Today's album of choice, dubbed "The British Project", presents a quartet of works performed by the City of Birmingham Symphony Orchestra under their Music Director Mirga Gražinytė-Tyla. Technically the project began last October with the digital-only release of Britten's Sinfonia da Requiem, followed by the suite from Walton's opera, Troilus and Cressida in March. These two are now available in a physical format, joined by Elgar's Sospiri and Vaughan Williams's Fantasia on a Theme by Thomas Tallis.

Mirga Gražinytė-TylaScored for just strings, harp, and harmonium, the Elgar makes for a short but beguiling opener. It offers a wistful, melancholic melody for violins, and I loved the way that Gražinytė-Tyla shapes all of these phrases, introducing just the right amount of plasticity as well as a pleasingly tasteful use of portamento on occasion. Similarly, the Vaughan Williams piece that closes the album is given a shimmering performance which shows off the CBSO strings and is by turns radiantly effulgent and urgently dramatic as required.

Britten was commissioned to write the Sinfonia da Requiem in 1940 by the Japanese government to mark the 2600th anniversary of Emperor Jimmu's founding of the Japanese Empire, although it was ultimately rejected and not premiered until the following year in New York under John Barbirolli. The central Dies irae is a dizzying tour-de-force, with ghoulish instrumental effects such as flutter-tonguing flutes. There's a particularly impressive section for rapid-fire triplets in the trumpets: because it would be impossible for one player to manage the whole passage without needing to breathe, Britten divides it between two trumpets, and in this performance it is so seamlessly handed back and forth that you really can't hear the joins at all. As exhilarating as it is, eventually the movement runs out of steam and transitions gradually into the final Requiem aeternam, which features some beautifully serene playing from flutes and horns. As in the Elgar, I was especially enthralled by the way that Gražinytė-Tyla sculpts each phrase, and also by the way that she ensures that the various details come across without losing sight of the overall picture.

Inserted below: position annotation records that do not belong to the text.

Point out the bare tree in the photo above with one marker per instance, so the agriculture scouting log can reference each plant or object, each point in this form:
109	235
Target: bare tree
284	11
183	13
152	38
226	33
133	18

Finally we move to Walton's Troilus and Cressida, premiered at Covent Garden in 1954, and subsequently revived in 1976. Set during the Trojan War and based on Chaucer's poem chronicling the doomed love story of the two eponymous characters, the opera is a glorious score that never established a place in the repertoire, perhaps owing to its relatively conventional musical language which might have felt slightly outdated in the 1950s. Nevertheless, at the behest of Walton's widow, the composer and arranger Christopher Palmer was invited to produce a symphonic suite, and it is this magnificent half-hour work that we are treated to here.

The CBSO respond to Walton's evocative score brilliantly, from the balletic grace and poise of the Scherzo to more tender material for solo violin and clarinet as Cressida's host and uncle Pandarus suggests that she not travel during a storm, offering her a bed to sleep in that is 'soft as the limbs of Psyche'. The third and most substantial of the four movements is entitled 'The Lovers', presenting music from the Act Two love scene. It's a surging, heaving, tempestuous piece that was described by one critic as containing 'ecstasies so acute as to verge on pain', and somewhat more earthily by the composer as 'the pornographic interlude'.

The whole suite is fantastically colourful and varied: full of inventive touches of orchestration, it frequently reminded me of other musical depictions of antiquity such as the last part of Respighi's Pines of Rome, or even Miklós Rózsa's scores for films such as Ben-Hur and Julius Caesar (I'm not alone in this - Walton himself referred to one of the trumpet fanfares in the final movement as "the MGM bit"!). It is the highlight of a most remarkable collection of British music.